¿Miedo a exportar?: Aprende de los errores ajenos

Miedo a exportar aprende de los errores ajenos

La internacionalización es uno de los retos más difíciles a los que puede enfrentarse una empresa, pero al mismo tiempo representa la mayor fuente de oportunidades, una dualidad que lleva a menudo a la parálisis del empresario, a un bloqueo que obedece al temor de no ser capaces de superar el desafío. "Quieren exportar, pero no se atreven a dar el paso. Tienen miedo a cometer errores, así lo reconocen ocho de cada diez empresas que acuden a nosotros", dice Juan Suárez, socio de Easy Global, consultora de internacionalización especializada en pequeñas y medianas empresas. Una realidad que, por otra parte, apoyan las estadísticas, pues España está por debajo de la media europea en el número de pymes con actividad exportadora.

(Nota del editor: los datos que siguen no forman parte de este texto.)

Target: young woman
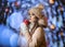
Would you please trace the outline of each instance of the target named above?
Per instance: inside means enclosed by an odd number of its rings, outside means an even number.
[[[24,36],[27,43],[25,47],[47,47],[43,31],[43,27],[47,26],[47,21],[44,20],[41,11],[41,4],[37,8],[31,8],[28,11],[29,21],[25,20],[21,24],[21,36]]]

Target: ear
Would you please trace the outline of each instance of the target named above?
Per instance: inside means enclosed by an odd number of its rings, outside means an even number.
[[[43,4],[41,4],[41,3],[37,8],[39,8],[40,10],[44,9]]]

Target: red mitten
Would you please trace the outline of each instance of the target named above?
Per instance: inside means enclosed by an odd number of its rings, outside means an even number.
[[[28,20],[24,20],[24,23],[25,23],[26,25],[28,25],[28,24],[29,24],[29,21],[28,21]]]

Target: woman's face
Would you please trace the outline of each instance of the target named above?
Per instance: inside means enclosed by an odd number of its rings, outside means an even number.
[[[29,22],[36,22],[37,21],[37,17],[35,15],[35,13],[29,13]]]

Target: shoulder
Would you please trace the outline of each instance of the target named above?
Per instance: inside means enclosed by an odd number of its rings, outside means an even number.
[[[40,31],[43,31],[43,28],[42,27],[37,27],[36,31],[40,32]]]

¿Pero, está justificado ese miedo? Si bien no hay una fórmula infalible, los resultados tardan en llegar, se necesita una importante inversión y el esfuerzo supone aguantar una primera fase dura, durante la cual podemos cometer un sinfín de errores, también es cierto que se aprende mucho fallando y también observando los fallos de los demás. Así, además de una buena preparación y del aconsejado plan de internacionalización, tomar buena nota de los errores más habituales puede ser de gran ayuda para ganar en confianza a la hora de decidirnos a internacionalizar, así como en momentos puntuales que requieran la toma de decisiones.  

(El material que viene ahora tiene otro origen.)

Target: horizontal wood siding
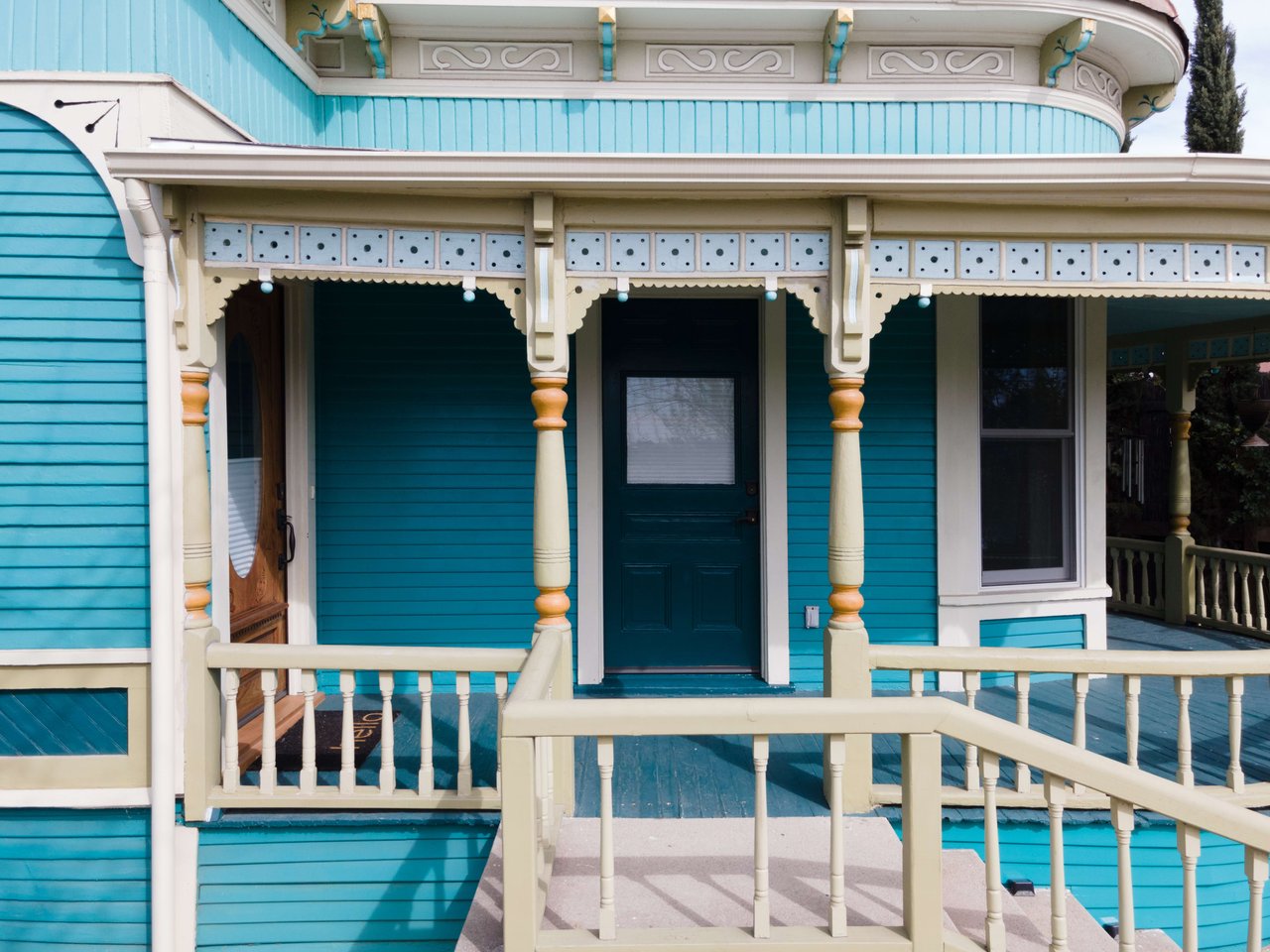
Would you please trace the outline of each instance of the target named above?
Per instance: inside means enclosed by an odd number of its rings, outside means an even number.
[[[493,825],[204,829],[201,952],[448,952]]]
[[[147,952],[149,816],[0,810],[0,948]]]
[[[1067,887],[1095,919],[1118,916],[1115,833],[1101,821],[1069,824],[1063,830]],[[1049,886],[1049,828],[1043,823],[1002,823],[1001,876]],[[945,849],[983,854],[982,823],[945,823]],[[1247,947],[1248,889],[1243,847],[1212,834],[1200,838],[1199,947],[1203,952],[1243,952]],[[1181,943],[1182,876],[1177,831],[1171,823],[1139,826],[1133,834],[1133,899],[1139,929],[1163,929]],[[1270,934],[1270,911],[1265,918]]]
[[[865,382],[865,609],[870,638],[933,645],[935,320],[904,303],[872,340]],[[798,302],[787,320],[790,677],[822,687],[823,623],[829,618],[829,385],[824,338]],[[822,627],[803,627],[803,607],[819,605]],[[880,674],[881,685],[897,677]]]
[[[507,310],[319,284],[315,322],[319,641],[527,646],[533,407]]]
[[[145,369],[105,187],[0,107],[0,649],[147,644]]]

Objetivo: prever los errores evitables

De los errores más frecuentes, aún siendo muy diversos, tenemos una importante lección que aprender: aunque no hay fórmulas que puedan asegurar que una estrategia sea infalible, o que una operación vaya a resultar como esperamos, por muy bien que pinte, ser previsores y no dar nada por sentado evitará que todo se vaya al traste por un error que podría haberse subsanado a tiempo. Los ejemplos son tantos como situaciones puedan darse y ocurrírsenos. No en vano, la polifacética aventura de la internacionalización empresarial da como resultado una variopinta casuística de errores, que va desde los prematuros intentos desalir al exterior sin preparación suficiente hasta aquellos otros que se cometen por simple desconocimiento. Si por un lado es importante seguir una hoja de ruta que nos acerque a grandes objetivos, también es clave no desatender los consejos prácticos de probada eficacia que buscan evitar los errores más comunes. Avanzar en la internacionalización tiene mucho que ver no sólo con los conocimientos técnicos, sino también con la experiencia propia y también ajena que, lógicamente, será de gran ayuda en los inicios, marcados por la inexperiencia. La falta de motivación, de paciencia, asesoría y planificación, los diagnósticos y recursos insuficientes o la elección de los mercados por motivos no adecuados son algunos de los principales errores que se cometen una y otra vez. De acuerdo con la dilatada experiencia de Suárez, además las empresas suelen omitir aspectos relacionados con la logística que luego suponen sobrecostes inasumibles o no tener en cuenta las características propias del mercado, así como posibles problemas de financiación. Por último, no informarse de las posibles ayudas económicas constituye otra de las equivocaciones más imperdonables que suelen cometerse en la aventura exportadora, concluye el experto.